Aber auch der Sozialismus kriegt sein Fett weg, denn dieser hat, so Altvater und Zelik, anders als der Kapitalismus sein 1968 nicht als Chance zur Verjüngung begriffen, sondern buchstäblich mit Panzern platt gemacht. Gelegentlich schimmert es auch tiefgrün, wenn die Vergesellschaftung von natürlichen Ressourcen gefordert wird, weil anders als spekulative Gewinnblasen die Erdöl- und Luftvorkommen eben nicht von alleine wachsen und man aus einem Aquarium wohl eine Fischsuppe machen kann, aber aus einer Fischsuppe kein Aquarium. Der Text ist dialoggeformt, ein Kamingespräch zwischen Buchdeckeln, ein Reißverschluß an Einvernehmen und Ergänzung. Das kommt nicht immer spannend, dafür aber gelegentlich mit einem Schuß zuviel an Harmonie daher. Gelegentlich macht Zelik den wagemutig visionären Vorprescher, um dann ein wenig altväterliche Zurückhaltung auferlegt zu bekommen.

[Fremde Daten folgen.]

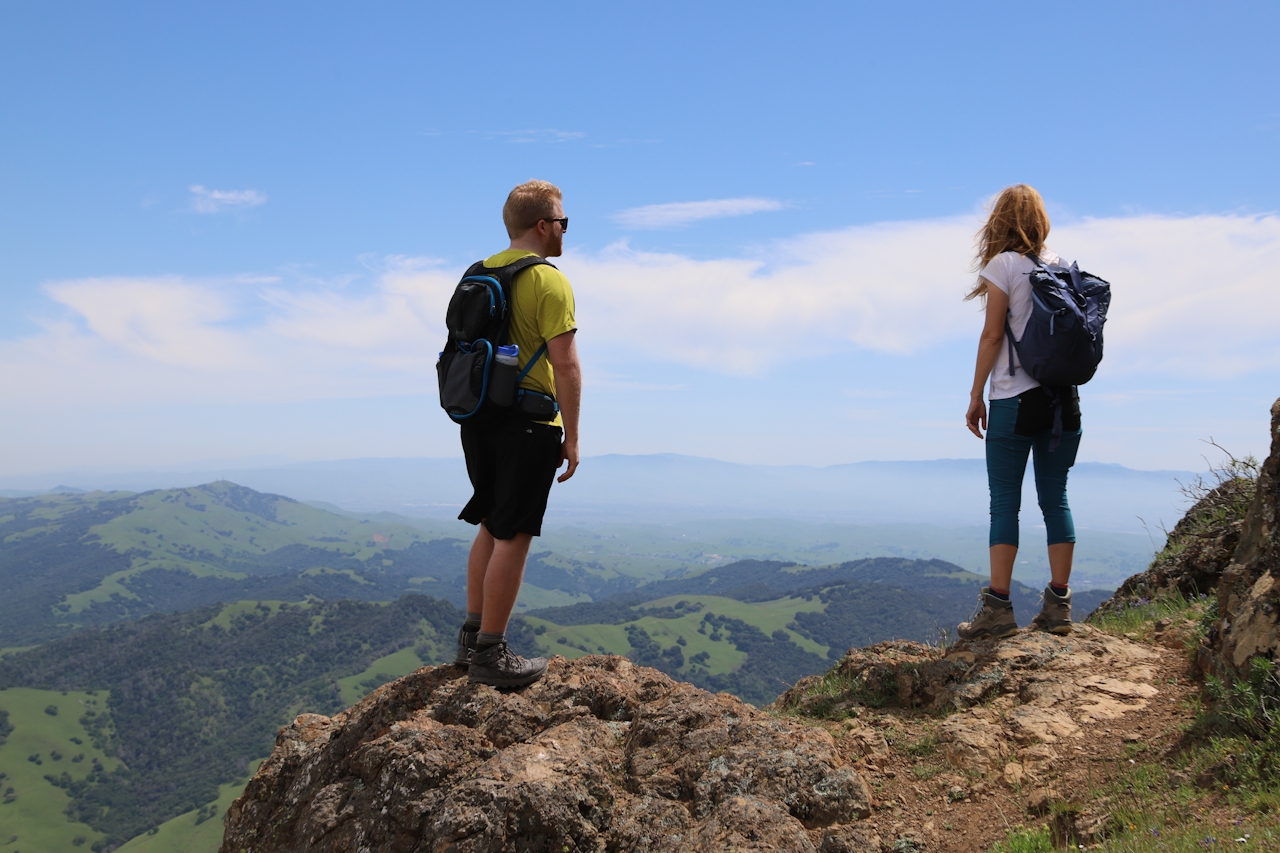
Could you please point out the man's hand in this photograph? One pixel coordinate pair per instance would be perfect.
(976, 419)
(568, 454)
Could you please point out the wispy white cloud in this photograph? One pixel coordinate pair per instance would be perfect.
(533, 136)
(210, 201)
(1194, 299)
(1192, 296)
(681, 213)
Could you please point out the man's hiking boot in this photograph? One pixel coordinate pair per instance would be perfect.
(499, 666)
(466, 647)
(993, 619)
(1055, 616)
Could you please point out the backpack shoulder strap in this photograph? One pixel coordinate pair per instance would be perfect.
(507, 274)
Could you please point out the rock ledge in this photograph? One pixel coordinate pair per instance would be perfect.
(600, 755)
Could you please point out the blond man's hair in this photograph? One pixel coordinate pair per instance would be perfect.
(1018, 223)
(529, 204)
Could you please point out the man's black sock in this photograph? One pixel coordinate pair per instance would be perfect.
(489, 641)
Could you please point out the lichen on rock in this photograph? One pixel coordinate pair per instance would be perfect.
(599, 755)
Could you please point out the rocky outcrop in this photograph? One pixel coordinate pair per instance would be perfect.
(1248, 596)
(1016, 698)
(1198, 548)
(600, 755)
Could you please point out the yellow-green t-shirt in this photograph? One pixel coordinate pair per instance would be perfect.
(542, 310)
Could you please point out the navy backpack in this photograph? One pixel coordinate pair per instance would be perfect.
(1063, 341)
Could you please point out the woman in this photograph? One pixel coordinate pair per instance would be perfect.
(1020, 420)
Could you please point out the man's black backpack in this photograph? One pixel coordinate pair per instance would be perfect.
(1063, 341)
(475, 387)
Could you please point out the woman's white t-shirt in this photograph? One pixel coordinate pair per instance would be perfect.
(1009, 272)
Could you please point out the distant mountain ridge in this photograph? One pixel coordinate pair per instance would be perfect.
(672, 487)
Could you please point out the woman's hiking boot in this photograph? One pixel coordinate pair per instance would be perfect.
(499, 666)
(466, 647)
(1055, 615)
(995, 617)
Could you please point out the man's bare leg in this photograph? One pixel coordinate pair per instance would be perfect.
(502, 582)
(478, 562)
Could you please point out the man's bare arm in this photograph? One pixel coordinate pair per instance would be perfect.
(562, 352)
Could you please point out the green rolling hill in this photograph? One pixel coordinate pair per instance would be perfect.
(177, 630)
(184, 702)
(74, 560)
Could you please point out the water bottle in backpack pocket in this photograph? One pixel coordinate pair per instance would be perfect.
(478, 370)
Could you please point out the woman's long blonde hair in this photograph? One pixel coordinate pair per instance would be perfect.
(1018, 223)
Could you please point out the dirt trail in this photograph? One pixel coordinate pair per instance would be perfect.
(1047, 719)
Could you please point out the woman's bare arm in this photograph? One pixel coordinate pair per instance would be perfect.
(988, 350)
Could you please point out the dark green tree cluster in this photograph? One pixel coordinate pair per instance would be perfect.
(773, 662)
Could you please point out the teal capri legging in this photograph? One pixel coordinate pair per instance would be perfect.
(1006, 464)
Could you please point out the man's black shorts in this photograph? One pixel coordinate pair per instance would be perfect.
(511, 466)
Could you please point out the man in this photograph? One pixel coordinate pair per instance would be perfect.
(512, 463)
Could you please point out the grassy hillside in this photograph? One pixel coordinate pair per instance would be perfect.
(754, 628)
(73, 560)
(46, 737)
(196, 831)
(195, 697)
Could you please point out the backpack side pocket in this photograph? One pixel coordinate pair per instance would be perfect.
(464, 378)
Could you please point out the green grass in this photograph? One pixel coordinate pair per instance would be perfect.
(35, 816)
(229, 612)
(172, 528)
(652, 551)
(1025, 840)
(383, 670)
(722, 655)
(1139, 617)
(199, 831)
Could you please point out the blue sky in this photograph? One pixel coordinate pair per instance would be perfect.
(227, 231)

So weit, so gut. Ob und inwieweit die beiden dem Kapitalismus auch positive Tugenden wie die wettbewerbsgarantierte Weitergabe von Kostenvorteilen und treffsichere Leistungsanreize abgewinnen können, bleibt über die gesamte Lektüre hinweg etwas unklar. Wenn Zelik die Entmachtung herrschender Eliten vorschlägt und fordert, daß Produzenten und Konsumenten demokratisch über den Einsatz von Produktionsmitteln bestimmen sollen, dann droht die Sache gegen Ende doch etwas ins räterepublikanische Fahrwasser zu geraten.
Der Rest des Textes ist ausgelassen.